Nancy Hale's parents shared a religion of art that governed her mother's world from a young age:
"Her private world was not at any age the same as other girls'. At eighteen it was not the dream of beaux and dances that, for example, her older sister's was. That sister, my aunt Nancy, used to tell a story to demonstrate my mother's scorn of boys. Both sisters used often to be invited to cotillions at Trinity College and to proms at Yale, and at one of the latter my mother, ravishingly beautiful, escaped a group of admirers to cling to her popular sister and hiss, 'Those men want to dance with me! Make them stop! ...She met my father in Boston, where she went to study art. He was seventeen years older than she, a painter with fifteen years of training in the Paris ateliers, and phenomenally learned in art and art history. He was the only man who ever attracted her; for what she had been dreaming of, even when she was a little girl, was art. Art was to her so important that beside it clothes, parties, flirtations, even the idea of marriage, were trivial. When I myself began going to danes, in Boston, my mother used to view my enthusiasm with a sort of incredulity. She shocked me once when I was about eighteen by saying to one of my friends, 'All she seems to want to do is get married and have children. It isn't serious!' "

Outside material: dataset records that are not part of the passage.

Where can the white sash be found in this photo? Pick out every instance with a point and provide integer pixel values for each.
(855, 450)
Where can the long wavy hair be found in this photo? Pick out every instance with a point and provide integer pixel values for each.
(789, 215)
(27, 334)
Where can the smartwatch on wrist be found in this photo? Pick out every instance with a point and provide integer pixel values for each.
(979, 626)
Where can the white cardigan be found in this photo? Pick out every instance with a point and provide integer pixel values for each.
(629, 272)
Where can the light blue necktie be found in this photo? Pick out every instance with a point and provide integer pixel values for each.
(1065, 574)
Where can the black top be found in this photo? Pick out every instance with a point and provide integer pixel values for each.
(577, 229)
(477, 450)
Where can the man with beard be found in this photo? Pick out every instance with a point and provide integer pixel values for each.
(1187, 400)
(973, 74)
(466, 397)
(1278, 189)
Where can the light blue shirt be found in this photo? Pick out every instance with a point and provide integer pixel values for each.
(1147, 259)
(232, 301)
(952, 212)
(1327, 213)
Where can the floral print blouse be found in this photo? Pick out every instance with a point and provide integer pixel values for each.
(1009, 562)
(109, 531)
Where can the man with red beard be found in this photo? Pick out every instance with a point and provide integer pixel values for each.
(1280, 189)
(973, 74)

Nancy Hale's Aunt Nelly never married, preferring instead to care for her parents and other ailing family members while sustaining a Boston Marriage with fellow artist Gabrielle deVaux Clements. She was an unfailing mentor to the younger Lilian and other women painters. Nancy Hale remembers her aunt's tremendous spirit which inspired her to punctuate her every action with cries of delight:
"Aunt Nelly studied painting under Carolus Duran in th the Paris of the seventies By the time I knew her, any money she made from her work came from etchings, and from commissions for enormous church decorations...If a church decoration was under way, Miss Clements and the other old maids might all work at it--painting great oranges, like burning orbs, high on the Tree of Life, or many-colored flowers in the Palestinian grass--while Aunt Nelly worked on the circle of radiance around the Child. Another year it might be etchings they worked on. Their plates had generally been drawn upon earlier, in Charleston, Baltimore, Girgenti, the Holy Land,
wherever they'd wintered; if drypoints, with a ruby or diamond on bare copper that didn't need etching; if a true etching, on applied soft or hard grounds...
"Aunt Nelly's happiness ...was like the happiness in Paradise before the paternal ordinance was breached and Satan's shadow loomed. With all her jauntings about the world, Aunt Nelly's essence--her original, young girl's ardor--remained intact...she dashed to meet an old maid's fate with cries of consent."
Years later Nancy Hale remembered her childhood in the studio with Aunt Nelly and her friends:
"Once or twice, to my astonishment, I burst into tears. What astonished me was not so much that I should be crying as what, I realized, I was crying about. It was not because my mother or Aunt Nelly was dead, or out of sadness for all those other artists, Aunt Nelly's friends, who also used the place long ago; but because,in the silence of the studio, I remembered what a wonderful time they had all had."